El doctor se levantó de su silla y me dijo:

—El diagnóstico está hecho, pero la verdad se sabrá y usted solo debe seguir estas indicaciones...

Me mostró una hoja con un listado de cosas que hicieron y que yo debía hacer.

—¿Ya no tomaré antidepresivos?

—No, de hecho los antidepresivos le pudieron haber hecho entrar en estado de manía: un periodo corto de felicidad y desinhibición.

Me recosté con fuerza sobre la almohada.

—Así que siempre fui bipolar.

—Bueno, es frecuente diagnosticar bipolaridad luego de un episodio maníaco.

Recordé todas las veces en que había estado tremendamente feliz. «¿Fue todo eso solo parte de mi trastorno?».

El doctor me habló más a fondo sobre el plan de tratamiento. Entre los puntos clave estaba el deambular un poco durante la hospitalización, dado que ya estaba compensado.

Iba a salir a caminar por los pasillos, cuando sonó mi celular.

—¿Jaime? Gracias a Dios. ¿Estás bien?

—Sofía... —De mis ojos brotaron unas inexplicables lágrimas.

—Supe lo de la finca...

—No importa lo que creas, ya se acabó —Suspiré—. Sigo dispuesto a cambiar mi vida, por si quieres decirme que sigo enfermo.

—No me refería a eso, Jaime. Tu problema siempre fue el alcohol, pero nunca lo pudiste aceptar.

Me senté en la cama. Ya habíamos tenida esta conversación, pero esta vez el ambiente —por alguna razón— era más optimista.

—Voy a cambiar, Sofi. Y cuando esté rehabilitado, quiero saber si...

—Estoy dispuesta a apoyarte desde ya, Jaime. Eso lo sabes.

—Quiero que seas parte de mi vida otra vez, Sofi.

Sofía se quedó callada, como si estuviera pensando en la bomba que acababa de lanzarle.

—Ya veremos.

Nos despedimos, pero se sintió como un "hasta pronto" que, aunque no llegase en el corto plazo, sí llegaría. Estaba seguro.


Me levanté de la cama para soltar los pies, que me pesaban. «¿Cuánto tiempo habré estado inconsciente?», me pregunté. El doctor me había pedido que le dijera dónde me encontraba y la fecha, pero no pude darle ninguna. Y, a minutos de nuestra entrevista, ya no recordaba qué me dijo para corregirme en ese momento. «¿Estábamos a martes?, creo que sí». 

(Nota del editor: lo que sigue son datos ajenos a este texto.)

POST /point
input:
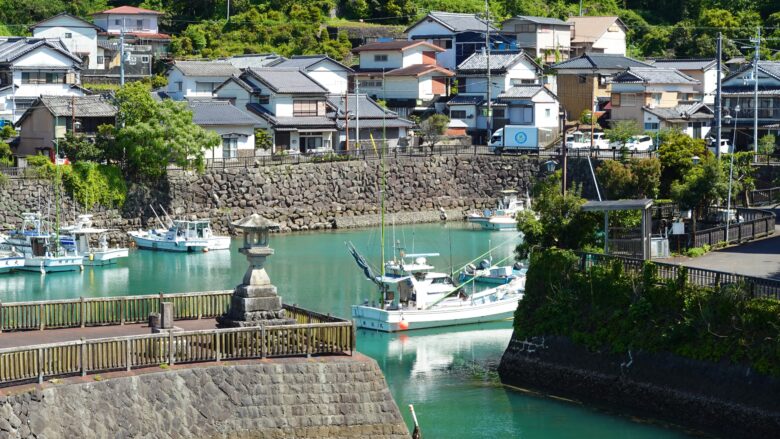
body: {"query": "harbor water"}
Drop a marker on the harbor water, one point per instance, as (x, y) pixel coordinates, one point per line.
(447, 373)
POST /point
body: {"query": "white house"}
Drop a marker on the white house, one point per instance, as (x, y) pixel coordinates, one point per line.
(234, 126)
(31, 67)
(78, 36)
(542, 37)
(198, 79)
(330, 73)
(403, 73)
(598, 35)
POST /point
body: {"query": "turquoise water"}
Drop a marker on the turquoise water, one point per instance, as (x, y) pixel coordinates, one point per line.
(446, 373)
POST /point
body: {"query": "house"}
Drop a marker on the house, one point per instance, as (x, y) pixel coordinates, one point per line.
(598, 35)
(234, 126)
(459, 35)
(288, 103)
(375, 122)
(50, 117)
(77, 35)
(548, 39)
(585, 80)
(404, 74)
(507, 69)
(197, 79)
(138, 25)
(330, 73)
(531, 105)
(704, 70)
(659, 96)
(31, 67)
(738, 90)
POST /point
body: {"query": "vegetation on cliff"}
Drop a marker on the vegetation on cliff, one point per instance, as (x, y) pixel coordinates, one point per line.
(608, 308)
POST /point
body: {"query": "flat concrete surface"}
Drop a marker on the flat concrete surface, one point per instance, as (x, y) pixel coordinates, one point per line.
(26, 338)
(759, 258)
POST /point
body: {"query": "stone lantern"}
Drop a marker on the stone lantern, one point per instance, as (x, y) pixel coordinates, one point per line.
(255, 302)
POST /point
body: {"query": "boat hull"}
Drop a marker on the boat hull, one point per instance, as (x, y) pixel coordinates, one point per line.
(367, 317)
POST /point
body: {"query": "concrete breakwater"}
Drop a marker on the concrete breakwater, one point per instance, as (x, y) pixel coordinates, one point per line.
(301, 197)
(724, 399)
(335, 397)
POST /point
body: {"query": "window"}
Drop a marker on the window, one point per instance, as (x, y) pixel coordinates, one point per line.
(229, 147)
(305, 108)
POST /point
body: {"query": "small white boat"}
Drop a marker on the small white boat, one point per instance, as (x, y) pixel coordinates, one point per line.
(181, 236)
(503, 217)
(77, 238)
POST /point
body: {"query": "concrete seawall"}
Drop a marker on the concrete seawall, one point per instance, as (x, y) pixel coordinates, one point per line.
(726, 400)
(333, 397)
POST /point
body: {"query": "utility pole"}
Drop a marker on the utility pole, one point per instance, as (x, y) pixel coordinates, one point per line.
(756, 57)
(718, 99)
(489, 84)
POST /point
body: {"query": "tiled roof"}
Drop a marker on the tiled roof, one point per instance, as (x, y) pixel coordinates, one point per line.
(86, 106)
(455, 22)
(419, 70)
(684, 64)
(652, 75)
(129, 10)
(216, 112)
(206, 68)
(599, 61)
(396, 45)
(499, 62)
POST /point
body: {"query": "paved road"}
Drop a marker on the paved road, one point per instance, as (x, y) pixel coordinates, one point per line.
(758, 258)
(24, 338)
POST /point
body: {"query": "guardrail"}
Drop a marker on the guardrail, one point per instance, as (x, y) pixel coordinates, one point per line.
(83, 357)
(755, 286)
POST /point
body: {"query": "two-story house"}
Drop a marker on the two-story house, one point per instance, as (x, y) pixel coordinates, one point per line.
(288, 103)
(658, 98)
(51, 117)
(548, 39)
(198, 79)
(703, 70)
(330, 73)
(507, 69)
(585, 81)
(404, 74)
(31, 67)
(598, 35)
(459, 35)
(738, 90)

En las inmediaciones había solo pacientes adultos. Pude ver alumnos de medicina que practicaban la anamnesis con ellos, tal y como yo mismo lo había hecho antaño.

Me rasqué la frente, sabía que la inflamación provocaba prurito, pero ¿cuál era el punto, cuerpo? Al fin y al cabo, no me podía rascar satisfactoriamente porque me dolía.

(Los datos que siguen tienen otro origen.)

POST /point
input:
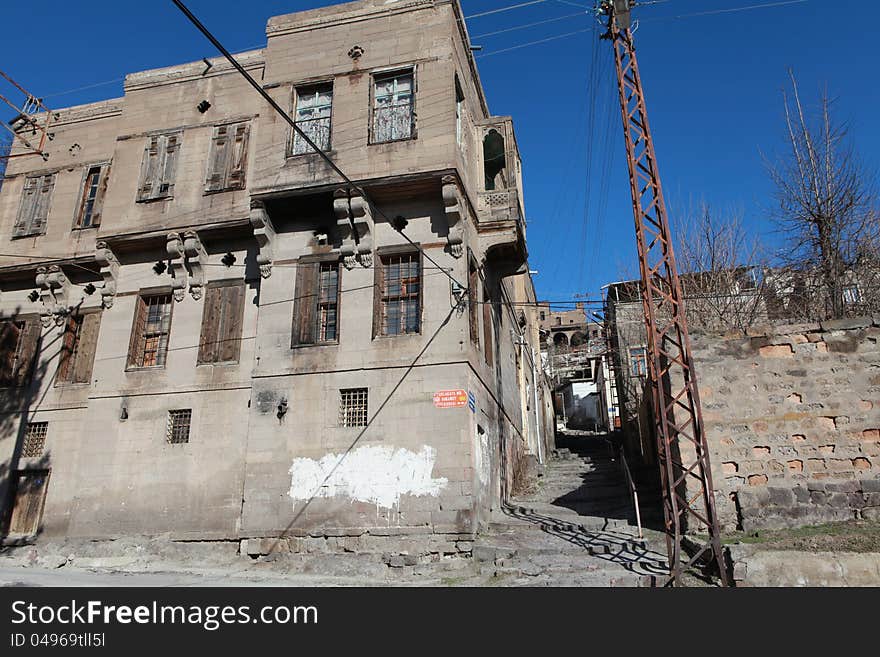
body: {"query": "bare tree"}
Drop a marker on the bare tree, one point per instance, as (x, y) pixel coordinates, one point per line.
(721, 269)
(826, 207)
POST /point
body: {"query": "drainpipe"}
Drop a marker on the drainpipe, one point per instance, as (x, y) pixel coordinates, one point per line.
(537, 417)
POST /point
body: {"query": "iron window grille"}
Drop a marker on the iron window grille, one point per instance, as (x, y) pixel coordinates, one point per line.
(35, 439)
(179, 422)
(314, 106)
(401, 294)
(393, 116)
(328, 289)
(638, 357)
(152, 330)
(353, 407)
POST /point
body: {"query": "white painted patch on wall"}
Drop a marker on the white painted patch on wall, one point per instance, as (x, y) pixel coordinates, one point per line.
(379, 474)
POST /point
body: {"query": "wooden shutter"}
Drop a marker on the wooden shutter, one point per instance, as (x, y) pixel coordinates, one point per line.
(99, 197)
(219, 155)
(137, 332)
(210, 325)
(305, 303)
(29, 342)
(87, 343)
(169, 170)
(238, 157)
(41, 211)
(10, 334)
(378, 291)
(150, 168)
(488, 331)
(233, 309)
(68, 349)
(26, 209)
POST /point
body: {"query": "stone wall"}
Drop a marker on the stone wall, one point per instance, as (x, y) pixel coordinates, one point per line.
(792, 416)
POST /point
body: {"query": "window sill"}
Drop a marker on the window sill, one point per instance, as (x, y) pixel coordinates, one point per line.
(222, 191)
(393, 141)
(315, 344)
(154, 200)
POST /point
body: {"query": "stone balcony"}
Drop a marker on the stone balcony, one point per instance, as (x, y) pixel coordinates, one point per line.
(500, 217)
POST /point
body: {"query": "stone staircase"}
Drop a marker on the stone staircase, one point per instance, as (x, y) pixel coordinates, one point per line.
(576, 527)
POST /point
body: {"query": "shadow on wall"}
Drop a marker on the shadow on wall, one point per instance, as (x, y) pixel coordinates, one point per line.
(24, 367)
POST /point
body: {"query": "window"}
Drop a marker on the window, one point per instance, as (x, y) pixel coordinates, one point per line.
(34, 208)
(353, 407)
(88, 214)
(488, 329)
(228, 160)
(473, 305)
(316, 303)
(393, 115)
(149, 335)
(78, 348)
(220, 339)
(638, 359)
(19, 340)
(314, 107)
(399, 297)
(459, 111)
(177, 428)
(852, 295)
(158, 167)
(34, 439)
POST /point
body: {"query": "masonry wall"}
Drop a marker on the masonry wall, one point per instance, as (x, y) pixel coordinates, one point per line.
(792, 418)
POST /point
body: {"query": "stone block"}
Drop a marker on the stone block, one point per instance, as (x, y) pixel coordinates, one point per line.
(846, 324)
(870, 485)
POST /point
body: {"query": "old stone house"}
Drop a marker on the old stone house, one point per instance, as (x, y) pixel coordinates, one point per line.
(206, 334)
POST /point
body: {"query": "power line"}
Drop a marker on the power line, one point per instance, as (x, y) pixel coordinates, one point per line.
(352, 186)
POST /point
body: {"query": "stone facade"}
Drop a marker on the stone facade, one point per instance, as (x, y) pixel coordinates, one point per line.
(792, 417)
(267, 453)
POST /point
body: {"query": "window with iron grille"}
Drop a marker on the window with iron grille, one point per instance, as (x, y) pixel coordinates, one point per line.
(88, 213)
(328, 288)
(179, 422)
(152, 327)
(638, 358)
(353, 407)
(393, 116)
(401, 294)
(35, 439)
(314, 106)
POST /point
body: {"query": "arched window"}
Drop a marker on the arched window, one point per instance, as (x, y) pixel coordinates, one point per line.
(494, 162)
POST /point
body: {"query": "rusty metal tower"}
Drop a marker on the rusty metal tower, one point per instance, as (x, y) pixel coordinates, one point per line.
(30, 125)
(685, 473)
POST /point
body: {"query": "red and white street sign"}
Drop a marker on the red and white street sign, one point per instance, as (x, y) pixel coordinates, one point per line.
(450, 399)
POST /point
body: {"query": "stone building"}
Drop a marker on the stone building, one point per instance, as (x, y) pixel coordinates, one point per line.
(207, 334)
(790, 410)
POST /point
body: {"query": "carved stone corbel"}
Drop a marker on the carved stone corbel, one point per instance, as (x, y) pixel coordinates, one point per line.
(264, 233)
(354, 224)
(362, 221)
(344, 228)
(196, 255)
(176, 267)
(109, 264)
(453, 204)
(54, 289)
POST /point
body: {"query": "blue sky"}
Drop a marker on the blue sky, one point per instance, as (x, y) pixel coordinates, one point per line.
(713, 85)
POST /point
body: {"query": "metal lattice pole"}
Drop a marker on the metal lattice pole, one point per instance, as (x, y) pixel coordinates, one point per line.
(683, 455)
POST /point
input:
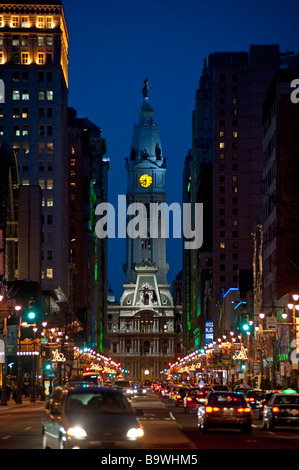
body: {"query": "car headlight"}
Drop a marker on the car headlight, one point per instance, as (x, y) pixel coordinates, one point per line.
(77, 432)
(135, 433)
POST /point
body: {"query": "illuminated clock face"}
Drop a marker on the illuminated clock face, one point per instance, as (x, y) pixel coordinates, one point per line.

Tras reflexionar sobre el estado de los pacientes, de los doctores y de la infraestructura del hospital, llegué a la zona pediátrica. Pasé por la primera sala, donde creí haber visto a un pequeñín jugando con una muñeca castaña de ojos color miel, así que me detuve. Volví sobre mis pasos y revisé otra vez. El niño jugaba, sí, pero era una figura de acción, un Max Steel

Suspiré. 

La última parte de la historia no tenía especial importancia, pero me pareció interesante mencionarla.